ISLAMABAD — Au moins 13 civils ont perdu la vie au Cachemire pakistanais au cours des douze dernières heures, selon les autorités locales chargées des catastrophes, alors que les affrontements entre l’Inde et le Pakistan s’intensifient sur la ligne de contrôle. Plus de 50 personnes ont également été blessées, ajoutent les autorités régionales, soulignant la gravité de l’escalade militaire en cours.
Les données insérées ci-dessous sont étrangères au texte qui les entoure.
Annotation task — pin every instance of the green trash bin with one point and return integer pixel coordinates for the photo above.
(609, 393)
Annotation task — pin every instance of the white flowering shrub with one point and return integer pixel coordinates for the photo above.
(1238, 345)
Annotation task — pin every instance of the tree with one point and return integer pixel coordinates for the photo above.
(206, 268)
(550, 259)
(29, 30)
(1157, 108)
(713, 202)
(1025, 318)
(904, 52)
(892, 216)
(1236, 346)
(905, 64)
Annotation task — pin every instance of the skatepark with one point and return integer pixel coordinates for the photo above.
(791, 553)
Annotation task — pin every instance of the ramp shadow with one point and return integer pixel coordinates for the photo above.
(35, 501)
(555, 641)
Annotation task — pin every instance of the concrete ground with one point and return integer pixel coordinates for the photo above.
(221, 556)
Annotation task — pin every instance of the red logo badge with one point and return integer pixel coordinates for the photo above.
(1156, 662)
Ces décès surviennent dans un contexte de vives tensions après qu’Islamabad a lancé une offensive contre l’Inde tôt samedi matin, en représailles aux frappes aériennes indiennes menées mercredi contre ce que New Delhi qualifie d’« infrastructure terroriste » en territoire pakistanais. L’attaque initiale de l’Inde faisait suite à une attaque meurtrière contre des touristes dans la région du Cachemire sous contrôle indien le mois dernier, qu’elle impute au Pakistan.
Depuis, les deux puissances nucléaires échangent tirs d’artillerie, frappes aériennes et missiles, entraînant une montée inquiétante de la violence, notamment dans les zones civiles proches de la frontière contestée. Le nombre élevé de victimes civiles en si peu de temps accentue les appels à une désescalade immédiate du conflit.
Les autorités pakistanaises affirment que les tirs indiens ont visé des zones résidentielles densément peuplées dans la partie du Cachemire qu’elles administrent, causant de lourdes pertes humaines. Aucune déclaration officielle de l’armée indienne n’a encore été publiée concernant ces allégations spécifiques.
Ce nouvel épisode de violence souligne l’extrême fragilité de la paix dans cette région disputée, que l’Inde et le Pakistan revendiquent en totalité depuis la partition de 1947. Trois guerres et de multiples escarmouches ont éclaté autour du Cachemire au cours des décennies, et les tentatives de médiation internationale ont jusqu’à présent échoué à instaurer une paix durable.
Alors que les pertes humaines s’alourdissent, la communauté internationale, notamment les membres du G7 et les États-Unis, a multiplié les appels à un cessez-le-feu immédiat et à un retour au dialogue. Toutefois, la dynamique actuelle sur le terrain laisse craindre une nouvelle spirale de violence.